Details: (c) 2002 Libby Purves; Pub 2003 Hodder & Stoughton; ISBN 0-340-79391-0
Verdict: Mother Country is enjoyable fluff.
Reasons for reading it: I like Purves, primarily as a journalist but I've also enjoyed some of her novels. I'm getting a bit bogged down in Birds without wings and wanted to read something fluffy that wouldn't take long, before getting back to the book I'm actually in the middle of.
How it came into my hands: Library. I'm taking advantage of my last few weeks living near English-language libraries!
Mother Country is a fun popular novel. It's original in that it's really a story about a man exploring his roots, and romance is a barely mentioned side-plot (as opposed to being a story about a woman finding True Love disguised as whatever). And it's attempting some Zeitgeisty stuff about the foot and mouth epidemic and the September 11 attacks.

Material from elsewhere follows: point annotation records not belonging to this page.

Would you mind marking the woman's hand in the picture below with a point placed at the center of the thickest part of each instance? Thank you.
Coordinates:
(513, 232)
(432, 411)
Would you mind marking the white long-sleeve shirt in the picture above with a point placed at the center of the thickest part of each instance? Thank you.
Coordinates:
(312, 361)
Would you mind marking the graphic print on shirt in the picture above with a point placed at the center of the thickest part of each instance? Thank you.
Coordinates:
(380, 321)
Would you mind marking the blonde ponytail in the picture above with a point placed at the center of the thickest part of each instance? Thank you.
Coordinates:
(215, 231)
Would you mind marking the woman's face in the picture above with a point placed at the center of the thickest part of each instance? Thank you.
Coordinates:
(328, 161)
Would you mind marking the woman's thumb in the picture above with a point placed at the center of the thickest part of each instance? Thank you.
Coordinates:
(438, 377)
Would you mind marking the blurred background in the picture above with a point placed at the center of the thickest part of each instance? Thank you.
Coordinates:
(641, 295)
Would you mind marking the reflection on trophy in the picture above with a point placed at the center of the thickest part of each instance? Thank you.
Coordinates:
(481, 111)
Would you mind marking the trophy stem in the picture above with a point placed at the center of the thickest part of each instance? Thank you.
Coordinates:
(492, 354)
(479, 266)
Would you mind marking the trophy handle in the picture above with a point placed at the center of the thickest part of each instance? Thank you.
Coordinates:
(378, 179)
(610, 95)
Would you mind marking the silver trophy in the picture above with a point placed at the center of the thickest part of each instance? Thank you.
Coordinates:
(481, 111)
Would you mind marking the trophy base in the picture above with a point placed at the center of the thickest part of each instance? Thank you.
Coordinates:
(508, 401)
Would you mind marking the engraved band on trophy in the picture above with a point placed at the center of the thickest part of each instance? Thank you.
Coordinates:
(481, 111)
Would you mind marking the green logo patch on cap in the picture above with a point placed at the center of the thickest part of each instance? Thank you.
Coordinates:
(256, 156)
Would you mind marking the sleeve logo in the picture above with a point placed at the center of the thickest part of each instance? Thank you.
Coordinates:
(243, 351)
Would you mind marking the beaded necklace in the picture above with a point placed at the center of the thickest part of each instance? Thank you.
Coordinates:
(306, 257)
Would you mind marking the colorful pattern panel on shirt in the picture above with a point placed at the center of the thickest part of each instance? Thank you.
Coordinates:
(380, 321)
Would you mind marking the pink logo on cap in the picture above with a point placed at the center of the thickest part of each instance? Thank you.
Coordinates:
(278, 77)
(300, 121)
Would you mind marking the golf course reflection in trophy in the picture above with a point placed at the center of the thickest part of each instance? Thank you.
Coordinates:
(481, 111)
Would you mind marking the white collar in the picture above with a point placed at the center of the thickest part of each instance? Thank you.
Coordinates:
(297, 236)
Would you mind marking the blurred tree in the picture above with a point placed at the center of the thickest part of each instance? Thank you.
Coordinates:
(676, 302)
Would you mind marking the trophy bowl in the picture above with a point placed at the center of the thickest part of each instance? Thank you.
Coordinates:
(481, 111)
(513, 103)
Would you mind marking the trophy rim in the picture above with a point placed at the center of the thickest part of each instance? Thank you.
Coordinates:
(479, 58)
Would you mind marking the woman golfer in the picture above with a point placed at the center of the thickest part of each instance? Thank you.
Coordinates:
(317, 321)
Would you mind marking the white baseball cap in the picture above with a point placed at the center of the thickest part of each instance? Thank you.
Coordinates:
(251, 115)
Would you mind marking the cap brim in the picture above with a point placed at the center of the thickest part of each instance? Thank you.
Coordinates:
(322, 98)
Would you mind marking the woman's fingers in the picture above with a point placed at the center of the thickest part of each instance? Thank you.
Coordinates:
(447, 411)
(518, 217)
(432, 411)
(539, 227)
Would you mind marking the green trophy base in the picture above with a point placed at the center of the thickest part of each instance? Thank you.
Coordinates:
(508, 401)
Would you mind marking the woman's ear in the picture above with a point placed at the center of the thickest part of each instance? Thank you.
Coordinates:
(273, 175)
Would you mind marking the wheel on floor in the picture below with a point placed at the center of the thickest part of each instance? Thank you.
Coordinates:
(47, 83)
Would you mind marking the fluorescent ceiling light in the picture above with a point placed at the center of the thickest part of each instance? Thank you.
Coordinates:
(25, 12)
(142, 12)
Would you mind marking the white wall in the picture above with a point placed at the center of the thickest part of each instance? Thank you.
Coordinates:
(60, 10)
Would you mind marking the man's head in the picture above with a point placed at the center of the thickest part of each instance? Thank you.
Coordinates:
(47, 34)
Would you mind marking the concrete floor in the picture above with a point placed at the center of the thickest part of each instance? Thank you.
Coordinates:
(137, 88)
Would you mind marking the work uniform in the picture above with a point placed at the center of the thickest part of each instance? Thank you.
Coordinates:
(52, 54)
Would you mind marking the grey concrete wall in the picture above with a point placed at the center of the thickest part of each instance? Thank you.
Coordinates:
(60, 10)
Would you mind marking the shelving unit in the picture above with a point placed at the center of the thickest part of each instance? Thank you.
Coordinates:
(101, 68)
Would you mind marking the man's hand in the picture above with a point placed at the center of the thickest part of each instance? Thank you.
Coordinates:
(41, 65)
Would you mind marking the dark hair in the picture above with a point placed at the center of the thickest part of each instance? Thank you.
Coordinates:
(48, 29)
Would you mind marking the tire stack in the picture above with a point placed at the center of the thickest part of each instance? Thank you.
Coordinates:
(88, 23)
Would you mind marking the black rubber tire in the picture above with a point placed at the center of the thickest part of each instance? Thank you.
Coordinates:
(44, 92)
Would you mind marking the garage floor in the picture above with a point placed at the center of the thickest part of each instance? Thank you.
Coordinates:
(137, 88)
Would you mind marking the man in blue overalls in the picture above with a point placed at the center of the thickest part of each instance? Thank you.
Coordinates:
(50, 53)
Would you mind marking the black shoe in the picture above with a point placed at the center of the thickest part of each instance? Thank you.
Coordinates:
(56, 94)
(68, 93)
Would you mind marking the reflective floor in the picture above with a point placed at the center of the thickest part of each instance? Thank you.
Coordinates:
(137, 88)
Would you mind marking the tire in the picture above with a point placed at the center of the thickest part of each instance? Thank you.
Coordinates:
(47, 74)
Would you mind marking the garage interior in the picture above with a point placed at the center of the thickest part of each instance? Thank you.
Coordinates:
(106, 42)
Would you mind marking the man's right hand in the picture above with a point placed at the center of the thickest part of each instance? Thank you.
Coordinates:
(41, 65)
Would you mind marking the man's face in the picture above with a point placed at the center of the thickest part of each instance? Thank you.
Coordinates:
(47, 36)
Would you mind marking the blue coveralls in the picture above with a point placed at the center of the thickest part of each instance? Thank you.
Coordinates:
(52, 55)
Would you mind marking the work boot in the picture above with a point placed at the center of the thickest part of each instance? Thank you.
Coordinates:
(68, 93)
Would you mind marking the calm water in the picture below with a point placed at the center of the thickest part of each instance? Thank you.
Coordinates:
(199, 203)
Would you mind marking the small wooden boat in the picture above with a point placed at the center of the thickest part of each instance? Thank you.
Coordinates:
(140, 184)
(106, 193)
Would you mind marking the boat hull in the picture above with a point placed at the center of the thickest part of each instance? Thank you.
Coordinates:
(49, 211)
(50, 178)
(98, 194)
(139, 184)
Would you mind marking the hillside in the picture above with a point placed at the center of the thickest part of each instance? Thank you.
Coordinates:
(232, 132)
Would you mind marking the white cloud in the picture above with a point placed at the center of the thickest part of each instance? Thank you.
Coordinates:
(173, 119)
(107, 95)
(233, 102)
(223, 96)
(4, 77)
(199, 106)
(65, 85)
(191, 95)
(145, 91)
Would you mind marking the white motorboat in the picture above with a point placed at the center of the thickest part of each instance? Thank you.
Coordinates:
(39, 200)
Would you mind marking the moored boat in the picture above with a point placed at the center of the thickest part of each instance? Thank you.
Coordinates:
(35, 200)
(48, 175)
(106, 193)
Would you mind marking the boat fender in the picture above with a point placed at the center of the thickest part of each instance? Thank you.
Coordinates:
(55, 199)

The characterization is decent, which makes up for a lot. Probably the strongest feature of the book is Alex' development and coming of age, and the minor characters are plausible too. The major plot twist and the dramatic climax which results both feel a bit contrived, but that's forgivable. The social observation is so-so; it's definitely nice that it's there, and that the book is very much set in the real world rather than the romantic novel parallel universe. The device of an American visitor in England works well as a hook for this, too.
So I enjoyed Mother Country, it kept me reading, but it's fairly forgettable.